Optionally, you can specify the following:

  • --node-labels=KEY=VALUE,...: A comma-separated list of Kubernetes labels (key-value pairs) applied to each node in the pool.

  • --node-taints=KEY=VALUE:EFFECT,... A comma-separated list of Kubernetes taints. applied to each node in the pool. Taints are key-value pairs associated with an effect. Taints are used with tolerations for Pod scheduling. Specify one of the following for EFFECT: NoSchedule, PreferNoSchedule, NoExecute.

  • --validate-only Specify this flag if you want to validate the update but not make any changes.

For example:

gcloud beta container bare-metal node-pools create default-pool \
    --cluster=user-cluster-1  \
    --location=us-west1 \
    --node-configs-from-file=node-pool-config.yaml \
    --node-taints=key1=val1:NoSchedule,key2=val2:NoExecute

Remove a node pool

kubectl

You remove node pools with kubectl delete. For example, to remove the node pool added in the preceding section, machine-learning-pool, use the following command:

kubectl delete nodepool machine-learning-pool -n cluster-abm-cluster

Keep in mind that control plane node pools and load balancer node pools are critical to a cluster's function and consequently can't be removed from a cluster.

Console

  1. In the Google Cloud console, go to the Anthos clusters page.

    Go to the Anthos clusters page

  2. Select the Google Cloud project that the user cluster is in.

  3. In the cluster list, click the name of the cluster, and then click More details in the Details panel.

  4. Click the Nodes tab, and then click the node pool that you want to delete.

  5. Click Delete.

  6. In the confirmation dialog box, enter the name of the node pool and click Confirm.

gcloud CLI

gcloud beta container bare-metal node-pools delete NODE_POOL_NAME  \
  --cluster=USER_CLUSTER_NAME \
  --project=FLEET_HOST_PROJECT_ID \
  --location=LOCATION

Replace the following:

  • NODE_POOL_NAME with the name of the node pool.
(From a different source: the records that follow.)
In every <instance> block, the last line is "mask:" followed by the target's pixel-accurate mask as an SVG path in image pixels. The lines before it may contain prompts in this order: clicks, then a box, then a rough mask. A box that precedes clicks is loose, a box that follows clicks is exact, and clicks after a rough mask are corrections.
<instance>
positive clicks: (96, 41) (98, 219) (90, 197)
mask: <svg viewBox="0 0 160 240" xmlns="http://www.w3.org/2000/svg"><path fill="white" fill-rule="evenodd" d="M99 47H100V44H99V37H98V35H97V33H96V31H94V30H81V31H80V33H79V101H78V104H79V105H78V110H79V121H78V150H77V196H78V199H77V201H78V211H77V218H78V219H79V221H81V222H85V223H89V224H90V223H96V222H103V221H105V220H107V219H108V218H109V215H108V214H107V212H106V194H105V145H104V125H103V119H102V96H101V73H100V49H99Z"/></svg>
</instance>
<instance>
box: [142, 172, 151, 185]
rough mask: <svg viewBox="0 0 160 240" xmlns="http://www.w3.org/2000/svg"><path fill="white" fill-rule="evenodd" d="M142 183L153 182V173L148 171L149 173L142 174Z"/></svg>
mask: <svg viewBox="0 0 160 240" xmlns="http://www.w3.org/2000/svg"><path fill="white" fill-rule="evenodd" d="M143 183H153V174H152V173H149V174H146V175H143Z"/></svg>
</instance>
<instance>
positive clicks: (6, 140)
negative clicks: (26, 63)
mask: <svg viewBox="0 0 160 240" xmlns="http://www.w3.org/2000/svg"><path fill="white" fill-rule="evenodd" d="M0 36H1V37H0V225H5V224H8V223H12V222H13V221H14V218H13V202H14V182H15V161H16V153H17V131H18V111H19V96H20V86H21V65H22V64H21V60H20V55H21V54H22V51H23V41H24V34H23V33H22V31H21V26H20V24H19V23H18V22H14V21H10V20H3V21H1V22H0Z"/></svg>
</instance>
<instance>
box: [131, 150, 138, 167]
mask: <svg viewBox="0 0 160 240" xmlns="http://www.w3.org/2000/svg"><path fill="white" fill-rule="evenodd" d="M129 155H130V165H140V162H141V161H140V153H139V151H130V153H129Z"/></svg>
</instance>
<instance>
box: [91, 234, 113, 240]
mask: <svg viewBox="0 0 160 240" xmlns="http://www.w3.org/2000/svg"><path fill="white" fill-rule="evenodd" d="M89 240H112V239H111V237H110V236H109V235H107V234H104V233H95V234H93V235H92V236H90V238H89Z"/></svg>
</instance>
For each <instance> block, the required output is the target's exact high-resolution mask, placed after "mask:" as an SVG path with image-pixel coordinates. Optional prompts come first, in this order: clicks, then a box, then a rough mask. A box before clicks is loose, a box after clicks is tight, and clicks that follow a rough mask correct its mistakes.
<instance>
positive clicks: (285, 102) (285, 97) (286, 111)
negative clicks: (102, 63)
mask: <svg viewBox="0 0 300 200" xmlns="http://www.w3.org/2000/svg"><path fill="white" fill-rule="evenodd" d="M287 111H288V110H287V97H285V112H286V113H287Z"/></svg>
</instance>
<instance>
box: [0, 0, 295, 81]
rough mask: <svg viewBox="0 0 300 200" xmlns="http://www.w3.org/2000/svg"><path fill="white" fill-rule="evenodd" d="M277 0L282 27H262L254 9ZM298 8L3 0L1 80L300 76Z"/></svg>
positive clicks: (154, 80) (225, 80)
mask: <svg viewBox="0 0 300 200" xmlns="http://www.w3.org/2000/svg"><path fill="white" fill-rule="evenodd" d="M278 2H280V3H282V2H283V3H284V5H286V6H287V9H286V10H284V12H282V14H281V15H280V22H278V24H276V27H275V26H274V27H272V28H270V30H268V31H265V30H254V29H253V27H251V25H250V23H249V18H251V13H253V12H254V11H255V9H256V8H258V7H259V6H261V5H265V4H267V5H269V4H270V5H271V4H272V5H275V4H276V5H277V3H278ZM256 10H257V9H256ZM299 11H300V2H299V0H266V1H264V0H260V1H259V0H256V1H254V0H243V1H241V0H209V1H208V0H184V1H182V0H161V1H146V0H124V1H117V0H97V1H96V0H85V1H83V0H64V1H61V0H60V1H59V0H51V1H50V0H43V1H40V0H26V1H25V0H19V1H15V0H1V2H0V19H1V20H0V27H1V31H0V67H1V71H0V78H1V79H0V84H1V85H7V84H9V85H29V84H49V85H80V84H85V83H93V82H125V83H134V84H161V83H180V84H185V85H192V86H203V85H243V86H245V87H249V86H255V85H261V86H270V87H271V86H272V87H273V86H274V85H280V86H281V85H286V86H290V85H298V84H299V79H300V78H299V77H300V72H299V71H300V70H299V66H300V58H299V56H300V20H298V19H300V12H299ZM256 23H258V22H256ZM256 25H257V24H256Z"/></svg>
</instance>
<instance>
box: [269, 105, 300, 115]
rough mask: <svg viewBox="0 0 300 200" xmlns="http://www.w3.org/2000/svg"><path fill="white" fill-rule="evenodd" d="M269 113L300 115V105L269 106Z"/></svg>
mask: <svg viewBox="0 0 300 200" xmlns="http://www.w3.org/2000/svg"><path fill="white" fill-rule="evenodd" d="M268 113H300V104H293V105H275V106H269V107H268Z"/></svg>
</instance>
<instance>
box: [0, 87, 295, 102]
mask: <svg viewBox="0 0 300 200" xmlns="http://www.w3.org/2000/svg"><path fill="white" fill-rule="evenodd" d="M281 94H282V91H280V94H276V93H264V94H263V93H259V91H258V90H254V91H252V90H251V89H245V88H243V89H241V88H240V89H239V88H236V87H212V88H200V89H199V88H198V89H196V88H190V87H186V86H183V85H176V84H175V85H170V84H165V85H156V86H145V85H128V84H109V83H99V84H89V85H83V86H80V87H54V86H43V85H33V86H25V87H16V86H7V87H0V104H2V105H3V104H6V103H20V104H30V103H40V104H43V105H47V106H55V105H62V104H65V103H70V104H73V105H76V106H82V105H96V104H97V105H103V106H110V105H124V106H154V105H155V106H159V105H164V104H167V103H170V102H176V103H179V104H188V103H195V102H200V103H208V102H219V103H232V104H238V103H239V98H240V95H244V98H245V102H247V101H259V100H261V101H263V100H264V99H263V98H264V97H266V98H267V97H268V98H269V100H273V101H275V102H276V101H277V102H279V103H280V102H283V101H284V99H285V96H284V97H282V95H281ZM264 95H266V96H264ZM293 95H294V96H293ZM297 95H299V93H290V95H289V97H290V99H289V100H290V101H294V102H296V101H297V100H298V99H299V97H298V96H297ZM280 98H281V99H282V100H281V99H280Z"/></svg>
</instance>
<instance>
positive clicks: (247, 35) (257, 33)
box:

  • USER_CLUSTER_NAME: The name of the user cluster that contains the node pools.

  • FLEET_HOST_PROJECT_ID: The ID of the project that the cluster was created in.

  • LOCATION: The Google Cloud location associated with the user cluster.

Removing a worker node pool in a cluster can cause Pod Disruptions. If there is a PodDisruptionBudget (PDB) in place, you may be blocked from removing a node pool. For more information about pod disruption policies, refer to Removing nodes blocked by the Pod Disruption Budget.

What's next

If your workload requirements change after you create node pools, you can update a worker node pool to add or remove nodes. To add or remove nodes from a worker node pool, see Add or remove nodes in a cluster.